Orang tua juga pernah menyekolahkan di Perancis tetapi hanya 1 tahun karena tidak betah. Anak ini cenderung sulit diatur, malas, semaunya sendiri, tidak mau melakukan pekerjaan rumah seperti mencuci baju.
Bagaimana solusi terhadap masalah ini?
Baca Juga: Guru yang Merasa Dirinya Pintar
Cara Mengatasi Anak Membangkang karena Lelah Diatur Sejak Kecil
Pendiri Rumah Pintar Aisha Dyah Lestyarini mengatakan bahwa banyak orang tua dengan tega mengeksploitasi anaknya demi kebanggaan orang tuanya.
Orang tua bersemangat mengkursuskan berbagai macam kursus kepada anaknya mulai dari main piano agar bisa tampil di panggung dan mendapat applaus, kursus matematika agar bisa menang olimpiade, kursus bahasa Inggris agar bisa tampil pidato dan berbagai macam kursus lainnya.
“Orang tua tidak sadar, apakah semua kursus yang anak lakukan itu membuatnya gembira atau tidak, membuat anaknya nyaman atau tidak, membuat anaknya stres atau tidak, membuat anaknya depresi atau tidak,” ujar Dyah dalam Kulwap (Kuliah WhatsApp) Tumbuh Rumah Pintar Aisha, Jumat (28/5/2021).

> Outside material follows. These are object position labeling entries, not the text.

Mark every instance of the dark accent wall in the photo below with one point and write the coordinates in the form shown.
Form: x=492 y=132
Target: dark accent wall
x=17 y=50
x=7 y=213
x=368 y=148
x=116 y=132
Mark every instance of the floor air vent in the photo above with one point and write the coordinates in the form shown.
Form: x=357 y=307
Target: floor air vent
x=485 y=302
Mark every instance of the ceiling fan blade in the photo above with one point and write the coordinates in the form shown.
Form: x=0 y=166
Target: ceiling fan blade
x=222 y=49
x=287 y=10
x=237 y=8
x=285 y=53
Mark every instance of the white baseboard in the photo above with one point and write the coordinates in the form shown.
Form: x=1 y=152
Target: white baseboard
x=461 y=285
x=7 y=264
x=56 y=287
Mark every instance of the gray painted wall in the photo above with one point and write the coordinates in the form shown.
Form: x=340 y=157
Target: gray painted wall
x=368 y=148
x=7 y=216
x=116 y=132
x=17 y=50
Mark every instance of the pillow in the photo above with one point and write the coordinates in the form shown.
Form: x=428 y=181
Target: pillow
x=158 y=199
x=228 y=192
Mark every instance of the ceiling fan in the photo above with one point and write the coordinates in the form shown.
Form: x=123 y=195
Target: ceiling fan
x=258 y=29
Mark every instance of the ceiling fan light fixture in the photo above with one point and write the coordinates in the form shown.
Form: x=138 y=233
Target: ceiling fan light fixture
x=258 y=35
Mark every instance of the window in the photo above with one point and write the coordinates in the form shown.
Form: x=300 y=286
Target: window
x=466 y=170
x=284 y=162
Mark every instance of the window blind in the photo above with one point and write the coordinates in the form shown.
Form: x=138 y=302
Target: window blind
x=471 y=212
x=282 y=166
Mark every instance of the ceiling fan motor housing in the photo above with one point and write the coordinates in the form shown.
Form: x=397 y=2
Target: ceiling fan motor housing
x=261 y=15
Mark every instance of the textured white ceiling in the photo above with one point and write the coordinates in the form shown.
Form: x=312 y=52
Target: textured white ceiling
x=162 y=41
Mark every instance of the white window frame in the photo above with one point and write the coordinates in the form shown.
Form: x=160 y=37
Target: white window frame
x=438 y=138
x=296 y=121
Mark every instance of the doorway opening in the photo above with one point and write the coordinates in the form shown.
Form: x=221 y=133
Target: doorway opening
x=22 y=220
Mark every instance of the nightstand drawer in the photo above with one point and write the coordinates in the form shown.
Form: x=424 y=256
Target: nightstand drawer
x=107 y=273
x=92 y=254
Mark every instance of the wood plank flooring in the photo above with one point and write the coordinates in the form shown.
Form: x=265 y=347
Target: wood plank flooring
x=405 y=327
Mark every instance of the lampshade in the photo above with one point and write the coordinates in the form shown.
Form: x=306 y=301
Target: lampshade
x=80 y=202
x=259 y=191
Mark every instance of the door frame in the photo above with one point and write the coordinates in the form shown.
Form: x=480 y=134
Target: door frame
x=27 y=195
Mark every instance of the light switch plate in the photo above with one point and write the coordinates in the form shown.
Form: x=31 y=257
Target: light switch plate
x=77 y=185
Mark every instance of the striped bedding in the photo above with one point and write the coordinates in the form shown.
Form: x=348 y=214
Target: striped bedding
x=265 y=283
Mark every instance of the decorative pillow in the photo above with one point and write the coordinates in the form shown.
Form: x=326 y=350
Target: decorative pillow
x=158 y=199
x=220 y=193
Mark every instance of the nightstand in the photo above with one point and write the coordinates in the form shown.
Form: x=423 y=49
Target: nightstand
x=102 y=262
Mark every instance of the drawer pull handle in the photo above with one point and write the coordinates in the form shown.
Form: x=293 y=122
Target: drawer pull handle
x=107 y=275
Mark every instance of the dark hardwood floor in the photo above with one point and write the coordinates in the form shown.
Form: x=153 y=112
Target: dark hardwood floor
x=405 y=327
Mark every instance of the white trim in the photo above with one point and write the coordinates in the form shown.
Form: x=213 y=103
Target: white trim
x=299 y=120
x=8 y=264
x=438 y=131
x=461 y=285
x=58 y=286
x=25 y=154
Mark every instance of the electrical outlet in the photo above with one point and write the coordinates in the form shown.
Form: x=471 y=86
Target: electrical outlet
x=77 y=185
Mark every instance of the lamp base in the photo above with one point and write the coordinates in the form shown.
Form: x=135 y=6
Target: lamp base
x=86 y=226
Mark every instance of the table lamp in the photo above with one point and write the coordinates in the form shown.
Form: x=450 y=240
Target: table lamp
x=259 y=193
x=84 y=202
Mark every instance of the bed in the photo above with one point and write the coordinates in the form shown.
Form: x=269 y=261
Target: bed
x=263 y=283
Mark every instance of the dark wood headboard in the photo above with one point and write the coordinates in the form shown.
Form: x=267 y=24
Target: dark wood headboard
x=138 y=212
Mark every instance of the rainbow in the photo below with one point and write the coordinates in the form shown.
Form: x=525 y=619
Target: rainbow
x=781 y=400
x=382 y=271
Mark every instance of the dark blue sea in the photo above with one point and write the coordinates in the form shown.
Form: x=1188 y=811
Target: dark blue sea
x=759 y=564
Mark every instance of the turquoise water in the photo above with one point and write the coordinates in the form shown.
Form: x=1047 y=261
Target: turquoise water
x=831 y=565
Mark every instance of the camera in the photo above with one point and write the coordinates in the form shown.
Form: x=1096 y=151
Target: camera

Bisa jadi, anak menuruti kemauan orang tua karena rasa takut bukan didasarkan pada kemauan si anak. Orang tua tidak peduli perasaan anak.
Orang tua terus mengeksploitasi anak demi kebanggaan orang tua, demi nama baik orang tua, demi kehormatan orang tua, demi kepentingan orang tua, demi harga diri orang tua, dan demi kebanggaan orang tua di mata khalayak umum.
Saya juga sering menyaksikan, bagaimana peran orang tua yang secara otoriter mengontrol penuh anaknya. Anak yang selalu dikontrol berdampak tidak baik bagi anak.
Orang tua yang selalu memutuskan apa saja untuk anaknya mulai dari memilih baju, memilih mainan, memilih teman bermain, dan lainnya maka anak akan cenderung bermasalah baik secara akademik maupun secara pergaulan.
Anak akan terus tergantung pada orang tuanya. Anak tidak mampu menyelesaikan masalahnya sendiri. Saat orang tuanya tiada, ia akan mudah stress dan tertekan saat menghadapi masalah sebab dewa penolongnya sudah tiada.
Orang tua yang sering mengontrol anaknya di kemudian hari akan berdampak buruk bagi anaknya. Anak menjadi kurang percaya diri, takut mengambil keputusan, kurang inisiatif dan kreatif, tidak siap menghadapi kegagalan, mudah stress saat menghadapi masalah.
“Menurut saya, yang pertama kita harus tetap mengeluarkan senjata utama kita dalam mendidik anak yakni doa. Berdoalah kepada Allah agar menjadi anak mandiri, dekat dengan orang tuanya,” kata Dyah yang mendapat penghargaan sebagai ASN Inspiratif 2018 itu.
Doakan agar anak bahagia bersama orang tuanya. Doakan agar kelak ia menjadi anak yang sholehah, berbakti kepada orang tuanya dan menjadi investasi amal kebaikan bagi kedua orang tuanya.
Lebih bagus lagi agar semakin mustajab doanya, berdoalah di waktu-waktu mustajab seperti di sepertiga malam terakhir, waktu bulan ramadan, waktu sahur, waktu berbuka puasa, waktu arafah, pada hari Jumat, waktu antara azan dan iqomah, setelah selesai sholat fardu, waktu turun hujan, waktu sujud dan rukuk, waktu antara dua khutbah jumat, waktu mengkhatamkan Al Quran, waktu antara asar dan maghrib di hari Jumat, waktu tahiyat akhir sebelum salam.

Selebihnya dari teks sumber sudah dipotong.